O significado da palavra “descomissionamento” na língua portuguesa indica a ação de descomissionar, de tirar a comissão de algo ou de alguém, por exemplo, retirar alguém de um cargo ou função temporária para o qual foi nomeado. Por extensão, também a ação de desmantelar ou de desativar alguma coisa.
Vejamos que, segundo definição consagrada da Agência Internacional de Energia Atômica (AIEA), descomissionar significa tomar todas as providências necessárias para a desativação de uma instalação nuclear ao final de sua vida útil, observando-se todos os cuidados para proteger a saúde e a segurança dos trabalhadores e das pessoas em geral e, ao mesmo tempo, o meio ambiente.
A Vale anunciou, no início do ano de 2019, o seu plano de descomissionamento das barragens “a montante” ainda existentes e que se encontram já inativas, no sentido de eliminar as possibilidades de acidentes como os que ocorreram em Mariana e Brumadinho (ambas em Minas Gerias). Segundo a empresa, descomissionar significa deixar de ser barragens: serem esvaziadas e integradas ao meio ambiente.
O Dicionário do Petróleo (Eloi Fernández y Fernández, Oswaldo A. Pedrosa Junior, Antônio Correia de Pinho) define “descomissionamento” como a retirada de operação de um equipamento ou uma instalação.
A indústria petrolífera, notoriamente uma das mais importantes do mundo, também tem discutido e tratado do tema. Esta fase, que é muito mais do que um simples abandono, é atingida quando a extração de petróleo não é mais possível, seja por condições técnicas que impeçam o processo de produção ou pelo próprio esgotamento dos recursos, ou ainda por questões econômicas, quando os custos de produção são maiores do que a receita.
Quando um de seus ativos não mais produz o suficiente, precisa passar por um processo de desativação com procedimentos técnicos e legais, que vão além de simplesmente interromper a operação: é o descomissionamento. O descomissionamento é, portanto, o processo de desmantelamento de plantas de produção que não produzem o suficiente, com a remoção ou troca de seus equipamentos e instalações.
A grosso modo, é um processo de limpeza, remoção das estruturas e recuperação ambiental da área. Esta atividade vai ocorrer em qualquer local onde estiver instalada a estrutura advinda da exploração e da produção de petróleo, seja em terra (onshore) ou no mar (offshore).
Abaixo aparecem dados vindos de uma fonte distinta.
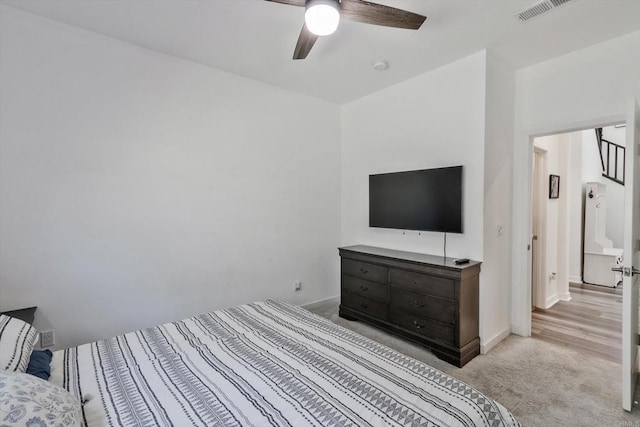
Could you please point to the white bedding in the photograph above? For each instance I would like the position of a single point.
(263, 364)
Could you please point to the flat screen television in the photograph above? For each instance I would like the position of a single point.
(425, 200)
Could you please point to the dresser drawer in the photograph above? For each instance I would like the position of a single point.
(364, 270)
(428, 328)
(365, 305)
(365, 288)
(423, 306)
(423, 283)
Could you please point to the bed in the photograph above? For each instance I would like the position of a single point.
(262, 364)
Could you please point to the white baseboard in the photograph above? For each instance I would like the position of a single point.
(551, 301)
(565, 296)
(487, 346)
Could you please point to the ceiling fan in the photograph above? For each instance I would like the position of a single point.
(322, 18)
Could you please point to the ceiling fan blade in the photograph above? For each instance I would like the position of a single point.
(306, 40)
(290, 2)
(378, 14)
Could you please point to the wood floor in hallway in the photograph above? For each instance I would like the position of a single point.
(591, 322)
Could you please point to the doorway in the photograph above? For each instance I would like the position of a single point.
(592, 321)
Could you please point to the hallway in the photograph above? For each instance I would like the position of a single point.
(591, 322)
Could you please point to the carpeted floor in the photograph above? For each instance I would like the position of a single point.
(542, 384)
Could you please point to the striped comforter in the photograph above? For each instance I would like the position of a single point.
(263, 364)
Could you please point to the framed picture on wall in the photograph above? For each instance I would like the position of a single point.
(554, 186)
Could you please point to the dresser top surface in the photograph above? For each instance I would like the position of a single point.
(409, 256)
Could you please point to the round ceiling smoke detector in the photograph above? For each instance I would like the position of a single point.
(380, 65)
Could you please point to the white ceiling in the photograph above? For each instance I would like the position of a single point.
(256, 38)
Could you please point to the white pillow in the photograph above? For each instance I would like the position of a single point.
(26, 400)
(17, 339)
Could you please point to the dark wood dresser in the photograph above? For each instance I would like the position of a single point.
(424, 298)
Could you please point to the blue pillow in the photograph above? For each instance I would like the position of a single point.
(40, 364)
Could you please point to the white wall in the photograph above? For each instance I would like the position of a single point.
(575, 91)
(138, 188)
(498, 164)
(575, 198)
(434, 120)
(417, 125)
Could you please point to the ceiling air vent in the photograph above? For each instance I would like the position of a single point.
(538, 9)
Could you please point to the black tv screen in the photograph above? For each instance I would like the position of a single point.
(426, 200)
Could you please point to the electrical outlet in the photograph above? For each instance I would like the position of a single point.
(47, 338)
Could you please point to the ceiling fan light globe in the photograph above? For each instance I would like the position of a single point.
(322, 17)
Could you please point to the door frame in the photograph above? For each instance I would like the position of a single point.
(539, 202)
(522, 218)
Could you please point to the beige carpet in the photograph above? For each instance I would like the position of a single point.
(542, 384)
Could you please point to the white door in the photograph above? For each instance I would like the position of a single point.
(631, 262)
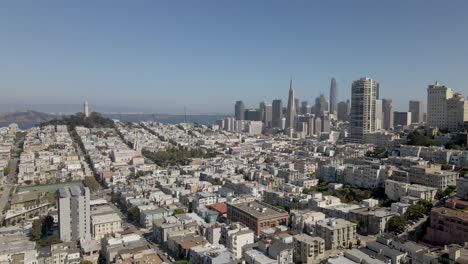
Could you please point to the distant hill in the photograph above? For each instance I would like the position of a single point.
(26, 116)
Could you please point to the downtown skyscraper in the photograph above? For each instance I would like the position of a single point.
(333, 97)
(291, 112)
(363, 96)
(239, 110)
(277, 113)
(387, 112)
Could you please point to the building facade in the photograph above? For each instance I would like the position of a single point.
(363, 96)
(74, 213)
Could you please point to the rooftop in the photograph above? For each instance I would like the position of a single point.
(260, 209)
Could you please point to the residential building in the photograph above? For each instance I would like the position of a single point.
(387, 111)
(257, 215)
(277, 113)
(401, 119)
(417, 112)
(308, 249)
(337, 233)
(363, 96)
(291, 110)
(74, 213)
(239, 110)
(333, 97)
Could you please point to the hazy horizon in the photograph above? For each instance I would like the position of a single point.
(163, 55)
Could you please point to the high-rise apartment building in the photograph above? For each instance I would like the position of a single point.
(296, 104)
(387, 111)
(417, 112)
(74, 213)
(344, 109)
(321, 105)
(333, 97)
(86, 109)
(378, 114)
(402, 119)
(437, 96)
(446, 109)
(253, 114)
(277, 113)
(267, 112)
(239, 110)
(363, 96)
(305, 108)
(291, 112)
(457, 112)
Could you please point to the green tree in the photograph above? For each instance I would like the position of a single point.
(426, 204)
(294, 206)
(415, 211)
(396, 224)
(91, 183)
(178, 211)
(134, 213)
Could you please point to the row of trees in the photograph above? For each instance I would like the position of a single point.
(398, 223)
(176, 156)
(79, 119)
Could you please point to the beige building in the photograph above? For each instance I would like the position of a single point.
(308, 249)
(337, 233)
(364, 92)
(395, 190)
(446, 109)
(432, 176)
(105, 224)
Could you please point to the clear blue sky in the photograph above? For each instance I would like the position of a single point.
(206, 54)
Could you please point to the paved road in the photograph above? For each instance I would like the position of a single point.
(8, 185)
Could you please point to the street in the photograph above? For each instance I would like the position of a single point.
(10, 182)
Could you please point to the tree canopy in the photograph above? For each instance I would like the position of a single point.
(396, 224)
(176, 156)
(79, 119)
(91, 183)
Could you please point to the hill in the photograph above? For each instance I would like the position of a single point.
(26, 116)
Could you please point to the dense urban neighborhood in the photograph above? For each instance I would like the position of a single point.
(269, 185)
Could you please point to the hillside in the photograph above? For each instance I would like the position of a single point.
(26, 116)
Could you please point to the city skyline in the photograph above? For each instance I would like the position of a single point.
(154, 57)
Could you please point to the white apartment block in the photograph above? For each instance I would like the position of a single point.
(74, 213)
(446, 109)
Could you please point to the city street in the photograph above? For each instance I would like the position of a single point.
(8, 186)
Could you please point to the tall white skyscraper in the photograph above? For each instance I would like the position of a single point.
(387, 111)
(86, 108)
(363, 96)
(417, 112)
(333, 97)
(437, 96)
(378, 115)
(74, 213)
(291, 113)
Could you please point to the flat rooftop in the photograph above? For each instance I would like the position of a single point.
(260, 210)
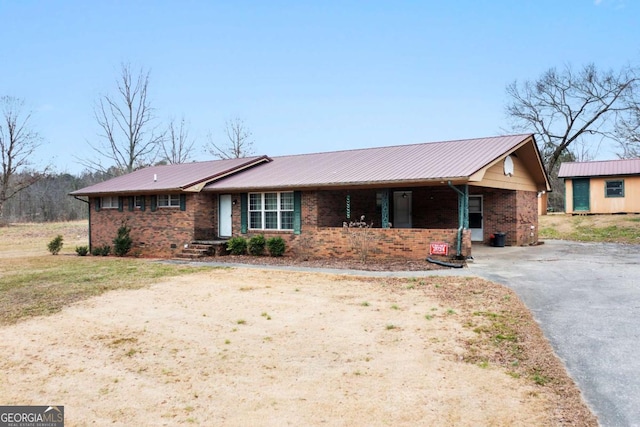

O Brasil possui muitos ativos offshore em funcionamento, responsáveis pela maior parte da produção de petróleo e gás. Cada ativo, após certo tempo, atinge a fase final de produção, que é chamada de descomissionamento.
Muitas das plataformas fixas de petróleo no Brasil e no mundo estão atingindo o limite de sua vida útil de projeto. A perspectiva da Petrobras é de que, nos próximos cinco anos, sejam desativadas 18 de suas plataformas no Brasil, incluindo seus sistemas submarinos correspondentes.
Muitas plataformas ainda são economicamente viáveis, o que tem motivado as empresas a buscar metodologias capazes de estender sua utilização por um maior período de tempo.
Embora a principal atração brasileira no setor de óleo e gás seja o upstream, especialmente nas áreas de pré-sal, outras oportunidades interessantes descortinam-se no cenário nacional. Uma delas é o desmantelamento de estruturas de produção offshore, como plataformas fixas, FPSOs, sistemas submarinos, dutos e umbilicais e poços.
Considerando a fase incipiente da indústria de descomissionamento no Brasil, os esforços de colaboração entre operadores, representantes da indústria de serviços, universidades e governo são imperativos e podem ser benéficos para todas as partes envolvidas.
O descomissionamento de ativos offshore trata-se de um complexo empreendimento multi-disciplinar e representa um grande desafio para o Brasil.
São fundamentais para a atividade de descomissionamento, a regulamentação (ver adiante a Resolução nº 817 da Agência Nacional do Petróleo, Gás Natural e Biocombustíveis - ANP), melhor relação custo/benefício envolvendo os meios navais, novas tecnologias e logística, acurada e precisa análise prévia de risco para o planejamento ambiental e planejamento financeiro.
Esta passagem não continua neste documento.